En el plano financiero, Hausmann fue contundente al señalar que Bolivia tiene “muy pocas” alternativas para salir de la crisis sin recurrir al Fondo Monetario Internacional. “Les va a ser todo infinitamente más fácil si lo hacen y todo infinitamente más complicado si no lo hacen”, afirmó.

El análisis se da en un contexto complejo, donde el Gobierno proyecta un déficit fiscal del 9 % del PIB y una inflación del 14 %, mientras el FMI anticipa una contracción económica del -3,3 %.

Sobre el potencial energético, el economista indicó que Bolivia podría tener importantes recursos de gas, estimados en hasta 68,5 trillones de pies cúbicos, pero advirtió que sin exploración no será posible aprovecharlos. También señaló que el actual marco legal limita el desarrollo del sector.
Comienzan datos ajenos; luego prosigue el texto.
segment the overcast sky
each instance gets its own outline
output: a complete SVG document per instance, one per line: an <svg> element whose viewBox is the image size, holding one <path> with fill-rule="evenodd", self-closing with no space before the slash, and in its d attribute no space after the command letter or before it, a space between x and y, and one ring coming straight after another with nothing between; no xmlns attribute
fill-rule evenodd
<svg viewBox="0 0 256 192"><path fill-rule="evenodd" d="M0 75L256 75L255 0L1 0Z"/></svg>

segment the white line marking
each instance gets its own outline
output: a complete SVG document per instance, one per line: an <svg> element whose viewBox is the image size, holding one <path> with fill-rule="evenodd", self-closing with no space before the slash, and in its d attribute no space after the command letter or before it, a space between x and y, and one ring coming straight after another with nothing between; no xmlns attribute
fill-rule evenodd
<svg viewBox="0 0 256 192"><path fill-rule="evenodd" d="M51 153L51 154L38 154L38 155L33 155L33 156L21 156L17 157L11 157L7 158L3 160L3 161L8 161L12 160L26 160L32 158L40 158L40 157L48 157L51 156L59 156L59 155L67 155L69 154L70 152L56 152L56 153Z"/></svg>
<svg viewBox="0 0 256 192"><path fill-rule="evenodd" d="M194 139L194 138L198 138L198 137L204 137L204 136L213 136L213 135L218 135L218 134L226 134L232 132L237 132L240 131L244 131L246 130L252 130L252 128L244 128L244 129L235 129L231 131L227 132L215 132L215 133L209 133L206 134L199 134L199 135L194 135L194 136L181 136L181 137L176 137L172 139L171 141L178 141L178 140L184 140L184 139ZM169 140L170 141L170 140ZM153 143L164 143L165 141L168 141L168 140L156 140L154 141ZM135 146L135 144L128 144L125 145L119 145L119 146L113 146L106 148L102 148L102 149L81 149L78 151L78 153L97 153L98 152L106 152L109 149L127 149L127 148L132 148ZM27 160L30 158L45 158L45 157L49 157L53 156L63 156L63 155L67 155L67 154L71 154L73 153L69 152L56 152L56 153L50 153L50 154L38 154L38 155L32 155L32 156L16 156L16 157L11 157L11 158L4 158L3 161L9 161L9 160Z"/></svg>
En cuanto al litio, pese a que el país posee una de las mayores reservas del mundo calculadas en 23 millones de toneladas, Hausmann afirmó que aún no existe una tecnología viable para su explotación comercial en el salar de Uyuni, lo que frena la llegada de inversión privada.

El informe concluye que Bolivia enfrenta un momento decisivo, donde la rapidez y profundidad de las reformas serán determinantes para evitar un deterioro mayor de la economía y sus efectos políticos.